Kinderroller

Ein Kinderroller ist der Traum vieler Kinder und gehört neben dem Dreirad, dem Laufrad und dem Kinderfahrrad zu den beliebtesten Fahrzeugen. Die meisten Kinder beginnen mit drei Jahren, sich auf diesem neuen Gefährt zu bewegen und die Balance zu halten. Wichtige Voraussetzung ist ein gut ausgeprägter Gleichgewichtssinn und eine perfekte Koordination von Händen und Füßen.

Verschiedene Kinderroller Modelle

Grundsätzlich unterscheiden sich die Kinderroller in zwei verschiedene Modelle. Beim klassischen Kinderroller handelt es sich um eine Variante mit zwei Rädern, die mit einem Fuß abgestoßen werden muss. Andere Modelle sind die Mini Roller oder Klapproller. Unterschieden wird ebenso in elektrische Varianten für größere Kinder. Hier muss der Kinderroller nicht mehr mit dem Fuß abgestoßen werden, sondern fährt bequem von selbst. Doch nicht nur beim Antrieb gibt es Unterschiede. Charakteristisch für den klassischen Kinderroller sind zwei mit Luft befüllte Räder. Diese rollen sich auf verschiedenen Untergründen angenehm und erfordern keinen großen Kraftaufwand. Vor allem bei den kleinsten Rollerfahrern muss darauf geachtet werden, dass sich das Modell leicht abschieben und lenken lässt. Je größer die Räder, desto besser kann auf unebenen Untergründen gefahren werden. Kleinere Räder, wie sie oft bei den Klapprollern zu finden sind, bestehen aus Vollgummi und eigenen sich zum größten Teil nur für Asphalt und andere ebene Straßen. Besonders hochwertige Kinderroller sind sogar mit einer speziellen Federung ausgestattet, um die Erschütterungen vom Körper abzulenken.

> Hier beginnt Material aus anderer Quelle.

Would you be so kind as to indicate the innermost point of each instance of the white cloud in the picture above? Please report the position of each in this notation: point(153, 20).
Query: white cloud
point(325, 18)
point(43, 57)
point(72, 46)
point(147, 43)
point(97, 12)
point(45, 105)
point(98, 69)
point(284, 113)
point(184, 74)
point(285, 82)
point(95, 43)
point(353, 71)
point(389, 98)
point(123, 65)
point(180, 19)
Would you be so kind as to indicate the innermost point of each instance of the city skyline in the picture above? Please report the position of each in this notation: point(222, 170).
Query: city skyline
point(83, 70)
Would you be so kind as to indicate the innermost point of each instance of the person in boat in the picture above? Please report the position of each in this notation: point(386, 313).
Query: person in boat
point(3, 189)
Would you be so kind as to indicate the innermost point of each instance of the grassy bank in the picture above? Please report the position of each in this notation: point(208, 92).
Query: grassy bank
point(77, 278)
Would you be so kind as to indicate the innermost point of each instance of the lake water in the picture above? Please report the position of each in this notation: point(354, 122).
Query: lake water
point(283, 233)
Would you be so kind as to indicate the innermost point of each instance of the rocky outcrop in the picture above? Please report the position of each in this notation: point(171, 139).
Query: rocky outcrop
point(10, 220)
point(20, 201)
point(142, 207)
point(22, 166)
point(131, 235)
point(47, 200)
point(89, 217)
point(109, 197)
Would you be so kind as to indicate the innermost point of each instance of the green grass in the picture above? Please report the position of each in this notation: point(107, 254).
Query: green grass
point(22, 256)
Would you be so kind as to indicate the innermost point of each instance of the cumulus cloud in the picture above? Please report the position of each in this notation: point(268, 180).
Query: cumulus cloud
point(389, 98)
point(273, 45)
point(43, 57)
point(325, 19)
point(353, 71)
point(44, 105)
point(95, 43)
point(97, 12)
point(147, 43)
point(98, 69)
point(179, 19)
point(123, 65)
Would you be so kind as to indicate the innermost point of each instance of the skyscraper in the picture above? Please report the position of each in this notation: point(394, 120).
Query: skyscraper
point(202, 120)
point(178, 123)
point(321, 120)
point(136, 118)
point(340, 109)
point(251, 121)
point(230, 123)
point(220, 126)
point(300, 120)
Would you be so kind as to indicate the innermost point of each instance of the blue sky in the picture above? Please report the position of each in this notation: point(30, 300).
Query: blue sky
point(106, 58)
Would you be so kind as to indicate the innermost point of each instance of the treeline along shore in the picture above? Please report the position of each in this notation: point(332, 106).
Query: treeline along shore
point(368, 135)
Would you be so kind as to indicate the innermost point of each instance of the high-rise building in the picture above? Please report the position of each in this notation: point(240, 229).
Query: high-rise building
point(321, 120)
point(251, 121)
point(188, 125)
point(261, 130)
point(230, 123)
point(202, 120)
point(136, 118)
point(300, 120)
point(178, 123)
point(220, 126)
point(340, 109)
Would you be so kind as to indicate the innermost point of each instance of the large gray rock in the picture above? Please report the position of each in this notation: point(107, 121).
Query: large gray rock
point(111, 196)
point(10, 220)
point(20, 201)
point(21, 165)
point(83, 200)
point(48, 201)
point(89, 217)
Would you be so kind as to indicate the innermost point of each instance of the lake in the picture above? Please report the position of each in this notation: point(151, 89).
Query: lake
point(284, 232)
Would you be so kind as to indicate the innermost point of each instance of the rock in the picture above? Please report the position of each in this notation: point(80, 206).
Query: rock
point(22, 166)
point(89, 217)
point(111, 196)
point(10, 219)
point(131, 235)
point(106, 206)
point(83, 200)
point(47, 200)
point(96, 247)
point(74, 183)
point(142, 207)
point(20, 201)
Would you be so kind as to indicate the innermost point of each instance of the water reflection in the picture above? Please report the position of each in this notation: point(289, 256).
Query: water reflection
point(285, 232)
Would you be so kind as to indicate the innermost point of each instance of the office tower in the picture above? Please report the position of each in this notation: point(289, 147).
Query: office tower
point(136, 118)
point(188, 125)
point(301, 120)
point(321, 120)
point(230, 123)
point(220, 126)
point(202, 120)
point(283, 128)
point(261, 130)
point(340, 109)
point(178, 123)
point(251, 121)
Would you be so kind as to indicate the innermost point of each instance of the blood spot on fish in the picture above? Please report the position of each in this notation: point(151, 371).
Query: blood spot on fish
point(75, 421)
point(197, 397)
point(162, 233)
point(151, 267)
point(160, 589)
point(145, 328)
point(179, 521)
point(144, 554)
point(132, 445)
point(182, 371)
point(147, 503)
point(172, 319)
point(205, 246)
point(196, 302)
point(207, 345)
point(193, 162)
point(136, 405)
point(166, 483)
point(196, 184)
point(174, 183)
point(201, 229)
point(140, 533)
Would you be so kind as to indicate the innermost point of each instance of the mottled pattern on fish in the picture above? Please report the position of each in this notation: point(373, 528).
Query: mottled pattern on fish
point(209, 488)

Sicherheit bei einem Kinderroller

Ob klassischer Kinderroller oder kleiner Cityroller, wichtig sind die Sicherheitsvorkehrungen an den Modellen und am Fahrer selbst. Wie auch beim Radfahren müssen Kinder einen Helm tragen. Schließlich sind sie mit dem Roller im Straßenverkehr unterwegs und benötigen den entsprechenden Schutz. Der Lenker muss sich optimal auf die Größe des Kindes anpassen lassen. Andernfalls riskiert man eine schlechte Haltung, verbunden mit Rückenschmerzen. Oder die Kinder haben kein Gefühl beim Fahren und verlieren schneller die Kontrolle über den Kinderroller. Die traditionellen Modelle werden mit dem Fuß abgebremst. Neuere Kinderroller sind manchmal mit einer Handbremse ausgestattet. Ein besonderer Prallschutz an den Enden des Lenkers schont nicht nur den Roller, sondern fängt auch dem Fahrer gegenüber Stöße ab. Bei größeren Modellen sollte der Roller auch über einen Ständer verfügen, der das Parken des Gefährts deutlich erleichtert. Zusätzlichen Schutz erhalten Kinder mit Knieschonern oder Schonern des Handgelenks.